Wednesday, October 19, 2011

George Harrison: Living in the Material World

I finally got to see Martin Scorsese's George Harrison: Living in the Material World, and I agree with those who gave the documentary such high ratings. It is a wonderful, vivid account of the life of a complex, interesting soul. The two living Beatles are heard from, but not overwhelmingly. For while George was a Beatle, that wasn't his life. Heck, that was the very point of his life.

Still, let's hear from Ringo (and Eric Clapton) discussing "Here Comes the Sun."

What I got out of it was that Olivia Harrison was, perhaps, the most ordinary, yet graceful of the "Beatle wives" (meaning Harrison, Linda McCartney, Yoko Ono, and Maureen Starr). Scorsese left few stones unturned, talking with Astrid Kirchherr, Klaus Voormann, Ravi Shankar, Tom Petty, Ray Cooper, Jim Keltner, Eric Idle, Terry Gilliam, Yoko Ono, Dhani Harrison, Pattie Boyd (yes, "Layla"), Phil Spector (looking freaky as always), and even Jackie Stewart (yes, the Formula One driver).
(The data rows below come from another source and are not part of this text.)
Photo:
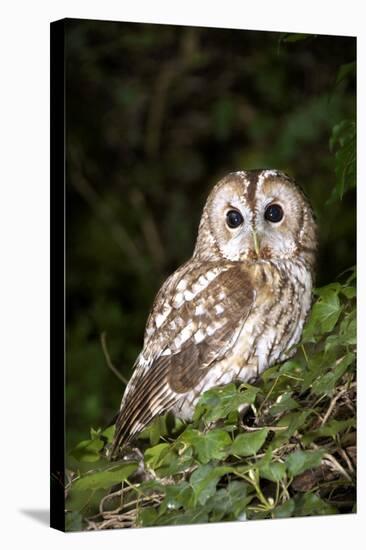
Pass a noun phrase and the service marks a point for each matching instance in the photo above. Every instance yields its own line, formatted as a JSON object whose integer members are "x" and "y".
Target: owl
{"x": 235, "y": 308}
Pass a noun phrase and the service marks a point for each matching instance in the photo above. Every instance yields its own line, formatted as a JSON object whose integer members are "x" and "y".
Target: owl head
{"x": 257, "y": 215}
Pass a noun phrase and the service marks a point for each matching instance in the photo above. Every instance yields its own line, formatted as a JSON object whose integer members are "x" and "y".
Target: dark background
{"x": 155, "y": 116}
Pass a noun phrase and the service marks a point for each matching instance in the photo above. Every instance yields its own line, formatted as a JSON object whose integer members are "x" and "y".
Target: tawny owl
{"x": 235, "y": 308}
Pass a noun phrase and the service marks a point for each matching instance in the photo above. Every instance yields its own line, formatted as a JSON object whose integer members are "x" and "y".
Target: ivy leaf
{"x": 207, "y": 446}
{"x": 73, "y": 521}
{"x": 88, "y": 450}
{"x": 299, "y": 461}
{"x": 204, "y": 480}
{"x": 283, "y": 403}
{"x": 325, "y": 384}
{"x": 274, "y": 471}
{"x": 343, "y": 145}
{"x": 177, "y": 496}
{"x": 285, "y": 510}
{"x": 310, "y": 504}
{"x": 230, "y": 502}
{"x": 156, "y": 455}
{"x": 218, "y": 403}
{"x": 248, "y": 444}
{"x": 105, "y": 478}
{"x": 330, "y": 429}
{"x": 324, "y": 314}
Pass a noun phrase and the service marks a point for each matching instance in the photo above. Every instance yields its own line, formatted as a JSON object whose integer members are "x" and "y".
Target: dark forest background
{"x": 156, "y": 115}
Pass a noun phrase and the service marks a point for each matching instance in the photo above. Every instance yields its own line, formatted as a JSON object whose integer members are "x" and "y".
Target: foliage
{"x": 292, "y": 453}
{"x": 156, "y": 114}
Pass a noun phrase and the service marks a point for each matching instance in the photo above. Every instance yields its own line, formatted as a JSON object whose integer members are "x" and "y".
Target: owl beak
{"x": 255, "y": 242}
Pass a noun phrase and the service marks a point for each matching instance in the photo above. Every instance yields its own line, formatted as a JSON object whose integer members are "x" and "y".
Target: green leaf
{"x": 248, "y": 444}
{"x": 177, "y": 496}
{"x": 310, "y": 504}
{"x": 285, "y": 510}
{"x": 343, "y": 145}
{"x": 88, "y": 450}
{"x": 299, "y": 461}
{"x": 156, "y": 456}
{"x": 147, "y": 516}
{"x": 325, "y": 384}
{"x": 229, "y": 503}
{"x": 204, "y": 480}
{"x": 274, "y": 471}
{"x": 207, "y": 446}
{"x": 73, "y": 521}
{"x": 283, "y": 403}
{"x": 218, "y": 403}
{"x": 104, "y": 478}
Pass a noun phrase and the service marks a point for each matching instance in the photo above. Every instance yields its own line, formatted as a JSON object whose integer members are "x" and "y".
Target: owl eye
{"x": 273, "y": 213}
{"x": 234, "y": 218}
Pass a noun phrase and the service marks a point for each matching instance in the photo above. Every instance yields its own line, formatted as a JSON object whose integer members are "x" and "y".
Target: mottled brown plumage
{"x": 235, "y": 308}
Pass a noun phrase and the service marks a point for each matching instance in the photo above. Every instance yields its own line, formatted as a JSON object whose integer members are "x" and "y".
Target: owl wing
{"x": 194, "y": 322}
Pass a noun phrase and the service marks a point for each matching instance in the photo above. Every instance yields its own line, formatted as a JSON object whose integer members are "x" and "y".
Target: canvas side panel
{"x": 57, "y": 516}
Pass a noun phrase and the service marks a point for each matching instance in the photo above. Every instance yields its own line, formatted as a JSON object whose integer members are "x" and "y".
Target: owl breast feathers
{"x": 235, "y": 308}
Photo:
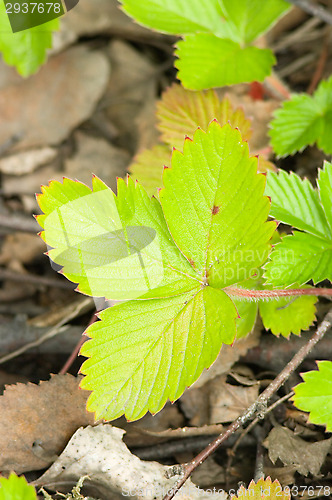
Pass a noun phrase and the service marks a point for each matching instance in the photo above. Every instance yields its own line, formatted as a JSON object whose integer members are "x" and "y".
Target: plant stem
{"x": 314, "y": 10}
{"x": 259, "y": 405}
{"x": 270, "y": 294}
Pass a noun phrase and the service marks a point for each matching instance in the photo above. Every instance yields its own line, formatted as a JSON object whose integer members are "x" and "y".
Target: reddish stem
{"x": 270, "y": 294}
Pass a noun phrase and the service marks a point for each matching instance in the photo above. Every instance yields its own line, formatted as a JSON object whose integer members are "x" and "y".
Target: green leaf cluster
{"x": 315, "y": 394}
{"x": 306, "y": 254}
{"x": 25, "y": 50}
{"x": 303, "y": 121}
{"x": 216, "y": 49}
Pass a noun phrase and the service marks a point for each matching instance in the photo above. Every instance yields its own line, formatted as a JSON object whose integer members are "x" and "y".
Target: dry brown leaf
{"x": 26, "y": 162}
{"x": 72, "y": 81}
{"x": 292, "y": 450}
{"x": 36, "y": 421}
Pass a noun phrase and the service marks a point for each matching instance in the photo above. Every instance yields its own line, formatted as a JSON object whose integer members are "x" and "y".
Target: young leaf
{"x": 206, "y": 61}
{"x": 264, "y": 489}
{"x": 117, "y": 248}
{"x": 213, "y": 204}
{"x": 288, "y": 315}
{"x": 294, "y": 201}
{"x": 16, "y": 488}
{"x": 315, "y": 394}
{"x": 26, "y": 50}
{"x": 147, "y": 167}
{"x": 143, "y": 353}
{"x": 303, "y": 120}
{"x": 302, "y": 256}
{"x": 214, "y": 207}
{"x": 176, "y": 16}
{"x": 251, "y": 18}
{"x": 181, "y": 111}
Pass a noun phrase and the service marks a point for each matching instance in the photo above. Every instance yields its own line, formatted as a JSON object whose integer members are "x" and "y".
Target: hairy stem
{"x": 258, "y": 406}
{"x": 271, "y": 294}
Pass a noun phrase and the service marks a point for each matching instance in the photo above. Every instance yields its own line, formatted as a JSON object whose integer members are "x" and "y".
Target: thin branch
{"x": 259, "y": 406}
{"x": 314, "y": 10}
{"x": 273, "y": 294}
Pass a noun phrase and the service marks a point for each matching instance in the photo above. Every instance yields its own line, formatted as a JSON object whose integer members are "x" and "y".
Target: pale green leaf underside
{"x": 288, "y": 315}
{"x": 143, "y": 353}
{"x": 218, "y": 218}
{"x": 250, "y": 18}
{"x": 26, "y": 50}
{"x": 315, "y": 395}
{"x": 299, "y": 258}
{"x": 303, "y": 120}
{"x": 176, "y": 16}
{"x": 16, "y": 488}
{"x": 295, "y": 202}
{"x": 113, "y": 247}
{"x": 206, "y": 61}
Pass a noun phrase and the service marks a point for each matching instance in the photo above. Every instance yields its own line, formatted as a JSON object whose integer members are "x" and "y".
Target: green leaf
{"x": 302, "y": 256}
{"x": 288, "y": 315}
{"x": 119, "y": 248}
{"x": 251, "y": 18}
{"x": 207, "y": 61}
{"x": 299, "y": 258}
{"x": 325, "y": 190}
{"x": 180, "y": 112}
{"x": 295, "y": 202}
{"x": 16, "y": 488}
{"x": 211, "y": 232}
{"x": 26, "y": 50}
{"x": 214, "y": 206}
{"x": 315, "y": 395}
{"x": 176, "y": 16}
{"x": 147, "y": 167}
{"x": 166, "y": 344}
{"x": 303, "y": 120}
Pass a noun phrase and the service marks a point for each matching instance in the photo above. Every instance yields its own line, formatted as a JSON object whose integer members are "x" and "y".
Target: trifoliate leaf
{"x": 117, "y": 247}
{"x": 176, "y": 16}
{"x": 214, "y": 206}
{"x": 295, "y": 202}
{"x": 180, "y": 112}
{"x": 302, "y": 256}
{"x": 303, "y": 120}
{"x": 144, "y": 352}
{"x": 16, "y": 488}
{"x": 288, "y": 315}
{"x": 206, "y": 61}
{"x": 264, "y": 489}
{"x": 148, "y": 165}
{"x": 315, "y": 394}
{"x": 250, "y": 18}
{"x": 26, "y": 50}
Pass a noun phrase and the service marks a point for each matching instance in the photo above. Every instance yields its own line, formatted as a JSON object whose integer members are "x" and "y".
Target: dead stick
{"x": 259, "y": 405}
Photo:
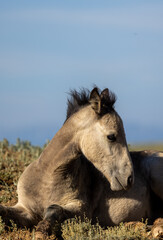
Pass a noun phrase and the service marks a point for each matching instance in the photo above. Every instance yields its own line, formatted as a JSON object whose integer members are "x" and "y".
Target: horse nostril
{"x": 130, "y": 180}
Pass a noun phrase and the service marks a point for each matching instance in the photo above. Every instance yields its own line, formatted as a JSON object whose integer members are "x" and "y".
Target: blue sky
{"x": 50, "y": 47}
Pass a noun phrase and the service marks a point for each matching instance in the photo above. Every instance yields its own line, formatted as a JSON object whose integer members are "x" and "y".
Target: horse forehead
{"x": 112, "y": 120}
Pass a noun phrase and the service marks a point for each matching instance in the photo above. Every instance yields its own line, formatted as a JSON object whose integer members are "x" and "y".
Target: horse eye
{"x": 111, "y": 137}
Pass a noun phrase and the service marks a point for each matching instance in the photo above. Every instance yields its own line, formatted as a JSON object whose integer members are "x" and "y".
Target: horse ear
{"x": 105, "y": 94}
{"x": 95, "y": 101}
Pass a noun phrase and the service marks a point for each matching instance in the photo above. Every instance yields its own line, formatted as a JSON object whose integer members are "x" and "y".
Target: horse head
{"x": 102, "y": 139}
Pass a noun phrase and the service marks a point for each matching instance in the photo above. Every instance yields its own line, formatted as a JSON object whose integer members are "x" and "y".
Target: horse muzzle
{"x": 121, "y": 183}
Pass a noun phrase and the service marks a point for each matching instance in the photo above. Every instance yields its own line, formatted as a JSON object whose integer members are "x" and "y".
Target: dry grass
{"x": 13, "y": 160}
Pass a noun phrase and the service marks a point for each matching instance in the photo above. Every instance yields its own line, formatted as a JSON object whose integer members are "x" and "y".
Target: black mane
{"x": 79, "y": 99}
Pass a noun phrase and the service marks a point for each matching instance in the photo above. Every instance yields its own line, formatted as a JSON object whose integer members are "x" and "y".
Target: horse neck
{"x": 64, "y": 147}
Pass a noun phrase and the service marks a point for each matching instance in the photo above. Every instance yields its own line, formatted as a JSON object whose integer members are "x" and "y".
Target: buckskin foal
{"x": 67, "y": 179}
{"x": 87, "y": 169}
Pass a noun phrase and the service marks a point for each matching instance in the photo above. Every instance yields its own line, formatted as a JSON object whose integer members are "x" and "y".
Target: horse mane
{"x": 77, "y": 100}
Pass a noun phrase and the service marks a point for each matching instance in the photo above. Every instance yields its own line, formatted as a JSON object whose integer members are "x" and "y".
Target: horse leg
{"x": 18, "y": 214}
{"x": 54, "y": 216}
{"x": 156, "y": 174}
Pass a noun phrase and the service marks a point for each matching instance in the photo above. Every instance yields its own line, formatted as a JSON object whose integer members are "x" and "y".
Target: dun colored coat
{"x": 87, "y": 169}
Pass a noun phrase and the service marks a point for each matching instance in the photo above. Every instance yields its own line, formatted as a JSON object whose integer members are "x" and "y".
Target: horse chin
{"x": 116, "y": 185}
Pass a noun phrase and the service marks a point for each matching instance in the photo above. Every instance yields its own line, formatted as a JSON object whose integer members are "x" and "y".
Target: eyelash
{"x": 111, "y": 137}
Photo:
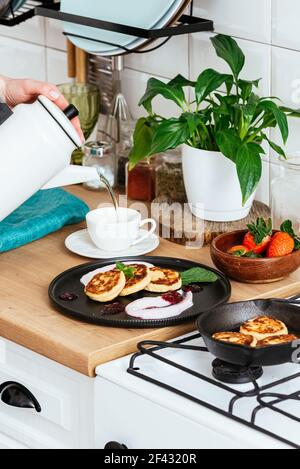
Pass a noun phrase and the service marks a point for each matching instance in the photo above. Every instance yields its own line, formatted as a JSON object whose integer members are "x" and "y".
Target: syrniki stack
{"x": 164, "y": 280}
{"x": 106, "y": 286}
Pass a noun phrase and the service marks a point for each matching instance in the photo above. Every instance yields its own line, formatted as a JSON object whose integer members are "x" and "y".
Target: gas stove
{"x": 233, "y": 407}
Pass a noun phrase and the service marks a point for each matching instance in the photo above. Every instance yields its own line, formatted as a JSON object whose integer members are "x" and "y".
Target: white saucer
{"x": 80, "y": 243}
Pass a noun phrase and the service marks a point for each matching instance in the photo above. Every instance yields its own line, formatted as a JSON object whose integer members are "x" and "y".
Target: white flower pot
{"x": 212, "y": 186}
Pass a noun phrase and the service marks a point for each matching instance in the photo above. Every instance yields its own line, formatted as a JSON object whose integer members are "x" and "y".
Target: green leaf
{"x": 142, "y": 140}
{"x": 208, "y": 81}
{"x": 228, "y": 50}
{"x": 128, "y": 271}
{"x": 156, "y": 87}
{"x": 198, "y": 275}
{"x": 170, "y": 134}
{"x": 279, "y": 116}
{"x": 249, "y": 168}
{"x": 228, "y": 142}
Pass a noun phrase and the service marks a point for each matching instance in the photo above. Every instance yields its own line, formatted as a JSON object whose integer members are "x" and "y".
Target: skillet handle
{"x": 295, "y": 300}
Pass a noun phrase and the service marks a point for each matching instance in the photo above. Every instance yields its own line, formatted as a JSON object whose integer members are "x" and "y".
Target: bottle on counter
{"x": 100, "y": 154}
{"x": 169, "y": 177}
{"x": 140, "y": 182}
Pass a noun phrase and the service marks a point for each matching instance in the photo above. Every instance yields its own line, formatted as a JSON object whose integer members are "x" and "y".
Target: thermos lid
{"x": 62, "y": 118}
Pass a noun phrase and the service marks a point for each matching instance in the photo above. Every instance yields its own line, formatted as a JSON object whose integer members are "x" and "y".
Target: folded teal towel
{"x": 47, "y": 211}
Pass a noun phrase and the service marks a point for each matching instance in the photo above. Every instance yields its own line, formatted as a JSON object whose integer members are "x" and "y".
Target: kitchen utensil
{"x": 80, "y": 243}
{"x": 173, "y": 14}
{"x": 119, "y": 111}
{"x": 81, "y": 66}
{"x": 36, "y": 144}
{"x": 87, "y": 310}
{"x": 250, "y": 270}
{"x": 230, "y": 317}
{"x": 132, "y": 12}
{"x": 86, "y": 98}
{"x": 117, "y": 230}
{"x": 71, "y": 54}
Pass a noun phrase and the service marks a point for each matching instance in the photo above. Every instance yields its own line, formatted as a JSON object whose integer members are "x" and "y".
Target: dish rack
{"x": 187, "y": 24}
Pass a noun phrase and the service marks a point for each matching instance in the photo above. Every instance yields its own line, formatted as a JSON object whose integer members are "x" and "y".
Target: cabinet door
{"x": 8, "y": 443}
{"x": 21, "y": 59}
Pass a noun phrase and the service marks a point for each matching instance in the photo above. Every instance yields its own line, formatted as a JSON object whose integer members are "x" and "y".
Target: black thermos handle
{"x": 16, "y": 395}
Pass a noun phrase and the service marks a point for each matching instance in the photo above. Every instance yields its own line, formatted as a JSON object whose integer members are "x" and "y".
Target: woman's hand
{"x": 15, "y": 92}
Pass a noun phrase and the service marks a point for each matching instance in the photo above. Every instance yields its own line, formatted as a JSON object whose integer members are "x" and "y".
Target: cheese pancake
{"x": 106, "y": 286}
{"x": 263, "y": 327}
{"x": 142, "y": 278}
{"x": 235, "y": 338}
{"x": 277, "y": 340}
{"x": 164, "y": 280}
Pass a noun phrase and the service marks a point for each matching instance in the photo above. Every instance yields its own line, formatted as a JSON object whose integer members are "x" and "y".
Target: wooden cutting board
{"x": 171, "y": 228}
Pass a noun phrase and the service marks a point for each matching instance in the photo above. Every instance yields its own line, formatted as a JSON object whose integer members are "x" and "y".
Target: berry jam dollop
{"x": 68, "y": 296}
{"x": 193, "y": 288}
{"x": 113, "y": 308}
{"x": 173, "y": 298}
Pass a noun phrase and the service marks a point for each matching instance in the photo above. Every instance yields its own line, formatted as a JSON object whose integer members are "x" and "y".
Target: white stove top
{"x": 212, "y": 395}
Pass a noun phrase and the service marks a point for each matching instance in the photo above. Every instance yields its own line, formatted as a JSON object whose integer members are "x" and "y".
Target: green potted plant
{"x": 221, "y": 128}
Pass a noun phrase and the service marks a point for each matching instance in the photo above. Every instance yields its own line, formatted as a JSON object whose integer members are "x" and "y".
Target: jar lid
{"x": 63, "y": 119}
{"x": 98, "y": 149}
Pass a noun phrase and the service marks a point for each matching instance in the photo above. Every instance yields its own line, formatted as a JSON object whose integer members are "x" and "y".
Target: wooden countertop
{"x": 27, "y": 318}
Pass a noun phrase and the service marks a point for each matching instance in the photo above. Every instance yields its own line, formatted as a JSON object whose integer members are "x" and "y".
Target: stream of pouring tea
{"x": 110, "y": 190}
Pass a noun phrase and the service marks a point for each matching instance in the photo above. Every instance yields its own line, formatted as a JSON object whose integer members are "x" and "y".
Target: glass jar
{"x": 169, "y": 177}
{"x": 100, "y": 154}
{"x": 140, "y": 181}
{"x": 285, "y": 192}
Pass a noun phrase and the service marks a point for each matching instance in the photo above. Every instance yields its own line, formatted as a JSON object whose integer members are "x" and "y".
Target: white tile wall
{"x": 267, "y": 30}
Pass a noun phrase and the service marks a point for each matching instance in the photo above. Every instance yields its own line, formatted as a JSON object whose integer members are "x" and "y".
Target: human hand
{"x": 14, "y": 92}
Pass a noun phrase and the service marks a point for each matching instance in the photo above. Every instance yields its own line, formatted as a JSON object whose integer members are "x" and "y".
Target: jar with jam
{"x": 169, "y": 177}
{"x": 141, "y": 180}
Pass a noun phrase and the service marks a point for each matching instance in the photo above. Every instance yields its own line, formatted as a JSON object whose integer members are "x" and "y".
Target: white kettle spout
{"x": 73, "y": 175}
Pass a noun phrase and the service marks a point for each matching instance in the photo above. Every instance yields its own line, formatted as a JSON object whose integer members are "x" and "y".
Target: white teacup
{"x": 117, "y": 231}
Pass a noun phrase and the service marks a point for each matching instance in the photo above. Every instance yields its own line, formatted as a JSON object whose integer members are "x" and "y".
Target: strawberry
{"x": 238, "y": 251}
{"x": 259, "y": 236}
{"x": 282, "y": 244}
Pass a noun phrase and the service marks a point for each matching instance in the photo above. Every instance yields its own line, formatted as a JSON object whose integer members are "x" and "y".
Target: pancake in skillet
{"x": 164, "y": 280}
{"x": 142, "y": 278}
{"x": 235, "y": 338}
{"x": 277, "y": 340}
{"x": 263, "y": 327}
{"x": 106, "y": 286}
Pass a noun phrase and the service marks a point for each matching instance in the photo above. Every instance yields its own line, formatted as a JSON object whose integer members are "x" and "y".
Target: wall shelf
{"x": 187, "y": 24}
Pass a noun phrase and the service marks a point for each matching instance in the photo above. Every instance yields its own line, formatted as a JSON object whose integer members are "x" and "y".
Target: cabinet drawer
{"x": 65, "y": 398}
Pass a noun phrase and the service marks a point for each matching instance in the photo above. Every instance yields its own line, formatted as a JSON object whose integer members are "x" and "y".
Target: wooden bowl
{"x": 247, "y": 270}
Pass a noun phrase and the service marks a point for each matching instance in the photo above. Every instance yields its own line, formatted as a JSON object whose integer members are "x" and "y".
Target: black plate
{"x": 230, "y": 317}
{"x": 84, "y": 309}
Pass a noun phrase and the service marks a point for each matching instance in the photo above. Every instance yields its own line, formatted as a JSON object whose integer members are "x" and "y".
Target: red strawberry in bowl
{"x": 259, "y": 236}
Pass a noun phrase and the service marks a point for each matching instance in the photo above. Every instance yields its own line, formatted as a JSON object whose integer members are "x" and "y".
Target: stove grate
{"x": 263, "y": 394}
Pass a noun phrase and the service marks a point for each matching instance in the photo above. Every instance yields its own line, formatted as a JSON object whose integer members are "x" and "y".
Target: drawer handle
{"x": 16, "y": 395}
{"x": 115, "y": 445}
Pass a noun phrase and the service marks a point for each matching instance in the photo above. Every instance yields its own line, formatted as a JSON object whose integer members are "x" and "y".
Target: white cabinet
{"x": 21, "y": 59}
{"x": 65, "y": 398}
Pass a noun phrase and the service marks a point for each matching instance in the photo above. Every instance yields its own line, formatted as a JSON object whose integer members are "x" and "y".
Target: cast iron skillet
{"x": 229, "y": 318}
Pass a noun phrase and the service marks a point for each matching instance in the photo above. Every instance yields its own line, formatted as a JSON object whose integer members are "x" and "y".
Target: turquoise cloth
{"x": 47, "y": 211}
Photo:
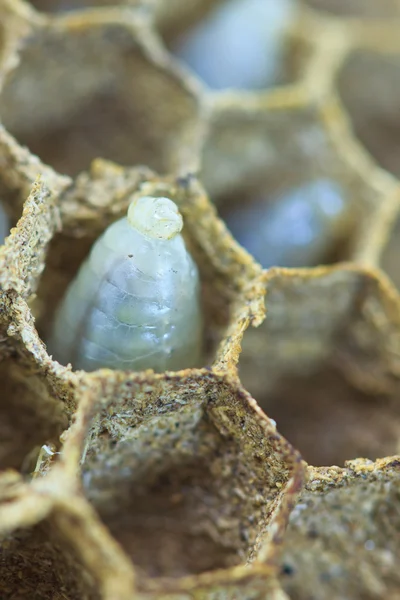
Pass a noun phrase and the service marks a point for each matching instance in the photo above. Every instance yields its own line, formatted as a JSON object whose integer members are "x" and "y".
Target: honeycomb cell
{"x": 55, "y": 6}
{"x": 225, "y": 271}
{"x": 46, "y": 567}
{"x": 335, "y": 554}
{"x": 30, "y": 415}
{"x": 325, "y": 370}
{"x": 169, "y": 471}
{"x": 224, "y": 58}
{"x": 374, "y": 116}
{"x": 357, "y": 8}
{"x": 126, "y": 102}
{"x": 301, "y": 227}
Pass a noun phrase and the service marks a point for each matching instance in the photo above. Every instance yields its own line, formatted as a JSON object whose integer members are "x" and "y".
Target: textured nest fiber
{"x": 271, "y": 472}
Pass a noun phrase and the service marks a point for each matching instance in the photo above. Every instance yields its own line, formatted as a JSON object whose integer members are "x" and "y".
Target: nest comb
{"x": 181, "y": 485}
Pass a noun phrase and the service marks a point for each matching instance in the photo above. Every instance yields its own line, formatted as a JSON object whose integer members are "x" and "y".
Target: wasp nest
{"x": 269, "y": 471}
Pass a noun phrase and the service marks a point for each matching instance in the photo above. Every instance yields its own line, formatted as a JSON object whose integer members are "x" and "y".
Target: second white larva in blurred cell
{"x": 134, "y": 304}
{"x": 296, "y": 229}
{"x": 239, "y": 44}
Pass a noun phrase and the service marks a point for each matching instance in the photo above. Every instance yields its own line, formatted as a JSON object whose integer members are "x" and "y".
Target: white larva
{"x": 296, "y": 229}
{"x": 239, "y": 44}
{"x": 134, "y": 303}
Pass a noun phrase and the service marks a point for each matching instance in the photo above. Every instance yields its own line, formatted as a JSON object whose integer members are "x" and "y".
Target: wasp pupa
{"x": 297, "y": 229}
{"x": 134, "y": 303}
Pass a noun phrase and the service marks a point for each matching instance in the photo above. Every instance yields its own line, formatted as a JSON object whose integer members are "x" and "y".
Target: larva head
{"x": 155, "y": 217}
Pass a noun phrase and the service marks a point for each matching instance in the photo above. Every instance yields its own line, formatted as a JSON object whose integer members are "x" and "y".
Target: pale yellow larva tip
{"x": 155, "y": 217}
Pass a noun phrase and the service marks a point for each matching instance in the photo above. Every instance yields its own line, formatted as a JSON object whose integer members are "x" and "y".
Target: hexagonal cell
{"x": 357, "y": 8}
{"x": 97, "y": 84}
{"x": 296, "y": 200}
{"x": 35, "y": 563}
{"x": 343, "y": 536}
{"x": 323, "y": 364}
{"x": 30, "y": 416}
{"x": 171, "y": 469}
{"x": 238, "y": 44}
{"x": 225, "y": 271}
{"x": 374, "y": 117}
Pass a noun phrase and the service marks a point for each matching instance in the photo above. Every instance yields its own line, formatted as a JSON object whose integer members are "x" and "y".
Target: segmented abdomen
{"x": 134, "y": 305}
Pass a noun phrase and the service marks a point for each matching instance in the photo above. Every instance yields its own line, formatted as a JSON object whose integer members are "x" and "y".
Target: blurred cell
{"x": 296, "y": 229}
{"x": 238, "y": 45}
{"x": 358, "y": 8}
{"x": 369, "y": 85}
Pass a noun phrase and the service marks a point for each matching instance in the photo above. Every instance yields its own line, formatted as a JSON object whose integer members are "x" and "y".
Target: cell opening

But at the end of the day, it's Harrison himself (via archive footage) along with McCartney and Starr who steal the show. Ringo chokes up revealing the contents of the last conversation he had with George, wiping away a tear before exclaiming, "It's like Barbara (bleeping) Walters in here, isn't it?!"

George was famous, in his later years, for not enjoying touring and performing live, but here he is playing with Elton John, Eric Clapton, Jeff Lynne, and Phil Collins (along with Ringo) on "While My Guitar Gently Weeps". This is from the 1987 Prince's Trust Concert.

If it's possible to be a Beatle and be underrated, George Harrison was it.